On-line games and virtual worlds were the theme at this year’s Austin Game Developers Conference (AGDC). This is the third of a few roundup articles about the conference with a focus on topics of interest to education and education publishers.
The parallels between how the web is changing the game industry and the world of education publishing are fascinating. Because of the inherent lag in the education market we can learn a lot from how gaming companies are adapting to the web’s incursion into their business.
Raph Koster – Designing for Everywhere
For publishers this has some interesting parallels. Textbooks in particular have become highly focused on their covers and the free-with-order stuff that wraps around them. Publishers rightly take a great deal of pride the production quality of the products including the instructional design. But, in the age of the web that production quality isn’t nearly as important as it used to be.
One could argue that the most successful textbook product today is Wikipedia which gets 7 billion page views per month for a two color interface. In this view of learning the impact of textbooks is a rounding error.
This was a sobering reminder of how much the web changes the game even for industries that we tend to think of as cutting edge. It will only be more disruptive to industries that are unused to rapid change.
I’m gong to write a deeper and long post on Raph’s design ideas in the next couple of weeks.
Denis Dyack – The Medium is the Message
Dyack, President of Silicon Knights publishers of Too Human, Metal Gear Solid, and Eternal Darkness was an excellent late addition to the agenda.

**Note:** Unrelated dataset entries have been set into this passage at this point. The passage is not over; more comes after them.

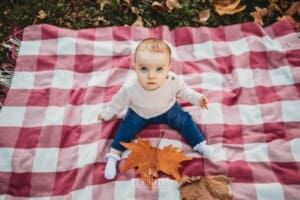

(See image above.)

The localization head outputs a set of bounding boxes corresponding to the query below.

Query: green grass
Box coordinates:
[0,0,299,63]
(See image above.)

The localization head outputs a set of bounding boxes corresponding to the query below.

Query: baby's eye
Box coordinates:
[140,67,148,72]
[156,67,163,72]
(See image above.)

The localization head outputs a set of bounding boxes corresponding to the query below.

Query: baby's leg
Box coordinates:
[104,148,122,180]
[168,105,213,158]
[104,109,146,180]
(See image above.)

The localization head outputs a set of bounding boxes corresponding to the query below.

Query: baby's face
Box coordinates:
[135,50,170,90]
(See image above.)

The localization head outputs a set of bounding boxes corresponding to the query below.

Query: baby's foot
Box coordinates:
[193,140,214,159]
[104,153,121,180]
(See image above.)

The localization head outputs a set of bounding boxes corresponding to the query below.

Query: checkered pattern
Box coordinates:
[0,21,300,200]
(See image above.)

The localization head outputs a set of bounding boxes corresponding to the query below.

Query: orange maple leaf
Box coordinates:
[120,138,192,190]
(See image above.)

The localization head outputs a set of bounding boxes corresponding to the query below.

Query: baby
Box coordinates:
[98,38,213,179]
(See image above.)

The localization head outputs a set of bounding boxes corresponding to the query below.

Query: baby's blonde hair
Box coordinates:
[135,38,171,57]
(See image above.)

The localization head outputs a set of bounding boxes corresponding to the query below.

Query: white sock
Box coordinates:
[104,153,121,180]
[193,140,214,158]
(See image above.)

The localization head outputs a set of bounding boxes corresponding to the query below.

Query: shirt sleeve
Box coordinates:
[175,75,204,106]
[100,86,129,121]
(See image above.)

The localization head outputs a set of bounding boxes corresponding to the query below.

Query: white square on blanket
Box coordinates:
[194,41,216,60]
[269,66,294,86]
[88,70,111,87]
[281,101,300,122]
[19,40,41,55]
[235,69,254,88]
[33,148,59,172]
[0,106,26,127]
[238,104,263,125]
[290,139,300,162]
[254,183,285,200]
[228,38,249,55]
[114,179,135,200]
[81,105,101,125]
[51,70,74,89]
[11,72,35,89]
[261,36,283,51]
[56,37,76,55]
[77,142,99,168]
[0,148,13,172]
[244,143,269,162]
[43,106,65,126]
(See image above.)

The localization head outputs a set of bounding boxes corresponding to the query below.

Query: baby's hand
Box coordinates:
[199,96,208,109]
[98,114,103,121]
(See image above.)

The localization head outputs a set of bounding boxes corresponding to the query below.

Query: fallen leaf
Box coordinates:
[198,9,210,24]
[179,175,233,200]
[131,15,144,27]
[285,1,300,16]
[250,6,268,26]
[212,0,246,16]
[268,0,283,15]
[120,138,192,190]
[151,1,168,12]
[97,0,108,11]
[277,15,300,32]
[36,10,47,19]
[166,0,182,11]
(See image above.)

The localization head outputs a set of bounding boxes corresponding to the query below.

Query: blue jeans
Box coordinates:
[111,102,204,151]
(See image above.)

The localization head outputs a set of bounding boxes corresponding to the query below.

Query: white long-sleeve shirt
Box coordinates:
[100,72,203,120]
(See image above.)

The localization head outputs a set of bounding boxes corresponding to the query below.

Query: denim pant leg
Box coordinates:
[111,109,146,151]
[167,103,204,147]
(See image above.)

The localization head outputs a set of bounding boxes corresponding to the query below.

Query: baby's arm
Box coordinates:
[176,76,208,109]
[98,87,129,121]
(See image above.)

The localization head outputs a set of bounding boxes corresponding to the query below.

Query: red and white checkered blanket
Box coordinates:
[0,21,300,200]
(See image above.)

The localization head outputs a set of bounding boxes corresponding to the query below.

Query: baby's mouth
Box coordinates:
[147,82,156,85]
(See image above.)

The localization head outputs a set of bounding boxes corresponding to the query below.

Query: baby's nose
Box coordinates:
[148,72,155,78]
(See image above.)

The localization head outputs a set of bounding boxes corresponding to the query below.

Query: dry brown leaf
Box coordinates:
[97,0,108,11]
[268,0,283,15]
[179,175,233,200]
[277,15,300,32]
[250,7,268,26]
[285,1,300,16]
[36,10,47,19]
[121,138,192,190]
[131,15,144,27]
[151,1,168,12]
[166,0,182,11]
[198,9,210,24]
[212,0,246,16]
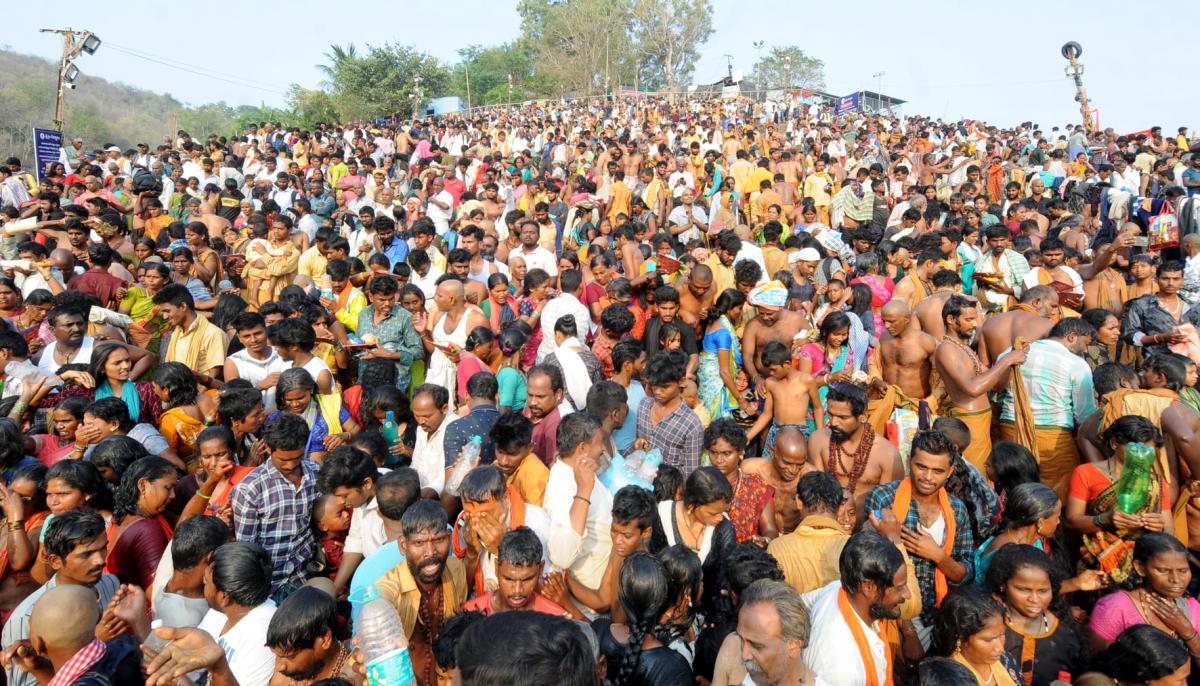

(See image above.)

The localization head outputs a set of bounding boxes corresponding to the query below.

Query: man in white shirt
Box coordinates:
[538,269,592,362]
[412,384,458,498]
[803,530,916,686]
[542,413,612,588]
[198,541,275,686]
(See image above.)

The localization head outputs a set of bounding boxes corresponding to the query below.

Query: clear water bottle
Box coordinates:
[446,435,484,495]
[1117,443,1158,515]
[355,585,416,686]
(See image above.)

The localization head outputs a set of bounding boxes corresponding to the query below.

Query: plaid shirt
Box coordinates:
[230,458,319,594]
[866,481,974,626]
[637,396,704,477]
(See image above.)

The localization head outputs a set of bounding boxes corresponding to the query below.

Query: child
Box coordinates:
[312,493,350,580]
[681,374,713,428]
[746,341,824,455]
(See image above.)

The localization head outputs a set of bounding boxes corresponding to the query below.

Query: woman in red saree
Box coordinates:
[704,419,779,544]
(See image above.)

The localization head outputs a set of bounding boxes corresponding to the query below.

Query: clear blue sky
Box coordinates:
[0,0,1200,132]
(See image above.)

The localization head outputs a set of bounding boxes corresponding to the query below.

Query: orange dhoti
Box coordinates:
[1000,422,1079,503]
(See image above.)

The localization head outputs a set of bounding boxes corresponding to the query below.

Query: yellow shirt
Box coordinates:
[509,452,550,507]
[163,314,228,374]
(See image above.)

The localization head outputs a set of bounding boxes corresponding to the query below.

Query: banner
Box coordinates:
[834,91,863,114]
[34,127,62,183]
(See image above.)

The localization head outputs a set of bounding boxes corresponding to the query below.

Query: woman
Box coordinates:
[266,369,359,462]
[704,419,779,544]
[1088,532,1200,655]
[104,456,179,589]
[797,312,854,431]
[480,272,518,331]
[176,426,254,528]
[25,396,91,467]
[496,323,528,413]
[1067,415,1172,584]
[1079,625,1192,686]
[982,544,1088,686]
[154,362,217,473]
[696,288,756,420]
[592,553,692,686]
[517,269,551,371]
[1084,307,1121,372]
[929,590,1022,686]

One of the more interesting ideas (among many) that he shared is that Video Games are the 8th Art Form. This concept grew out of early film theory – Ricciotto Canudo (1879-1923) called cinema the 7th art form when it blended the spatial arts (architecture, sculpture, painting) with the temporal arts (music, poetry, dance). Dyack’s thesis is that with the addition of interactivity video games have created an 8th art form.
Because it is so new we are still finding our way with it, for example learning to write stories for video games is still in its infancy – we really don’t know how to do it well yet.
For education this presents some interesting challenges. A good game requires a narrative thread (even Pac Man had this) but we rarely build education products around a story. Its all about standards and pedagogy and correlations and if we add something to it we tend to focus on adding images and design elements.
What is puzzling about this is that education at its root is passing on access to our collective knowledge, and that knowledge is nothing more than the story of man’s messy tragicomic progress.
One of the most interesting histories I’ve ever read was George Stewart’s “Names on the Land” published in 1945 which tells the story of American History through the prism of how and why we named places.
As one reviewer on Amazon put it:
“I myself half-expected this book to be organized by state, perhaps in alphabetical order. This is not the case. Stewart has organized his data by THEMES in naming, and how these themes have emerged in our history. Therefore, the book (very roughly) follows our history chronologically, as various naming trends have come and gone, in the context of various cultural waves. This pattern tends to approximately follow the “peopling” of the continent (by descendants of Europeans) from east to west.”
There are a few education products that do something similar today. What is exciting is that games are uniquely suited to reintroducing learning through stories while adding the power of interactivity – the 8th Art.
Sulka Haro – Fostering Open-Ended Play: Unleashing the Creative Community
In Habbo users create a character and get a room they can decorate. Haro described their business as giving users tools and space with the confidence that something will happen. Access is free but users buy “products” like furniture to decorate their rooms through micro-transactions. This might not look like much – but they have built at $50 million business around it.
They believe there are a couple of reasons they appeal to the 13-16 year old demographic – and these are highly relevant for education publishers.
1. Kids at this age are developing their identities and starting to engage much more with the social aspects of life. Today’s 14 year olds were born in 1994, after the web came out. An environment like this feels natural to them. If you are building products for this group a web based component is expected and they are sophisticated consumers of on-line resources so you’d be well served to get it right.
2. The site is really about open play – something that kids this age still remember how to do but lack the social permission to do in real life. Habbo provides an outlet for this. One example he gave is that someone built their room into a McDonalds and kids will go and “play” a minimum wage job for a couple of hours at a time.
Perhaps the most intriguing aspect of their model is that the content scales with the user base. Haro’s formula was f(players)=f(content) because as the players create content the content scales to the size of the community. He dislikes the phrase “user generated content” (UGC) and prefers “player created activity” which actually describes it in a way a player might (not a publisher).
This talk was relevant for showing a very real alternative business model and a model of a user driven virtual world that is extremely successful with teenagers. To Koster’s point about interface and UI – if you looked at Habbo from a traditional gamer perspective it looks simplistic and even ugly. Yet more kids are “playing” it every month than any video game available (WoW has all ages).
What could publishers do with their vast backlists if they could atomize them and make them available through microtransactions in a virtual world – allowing kids and/or teachers to build their own learning libraries?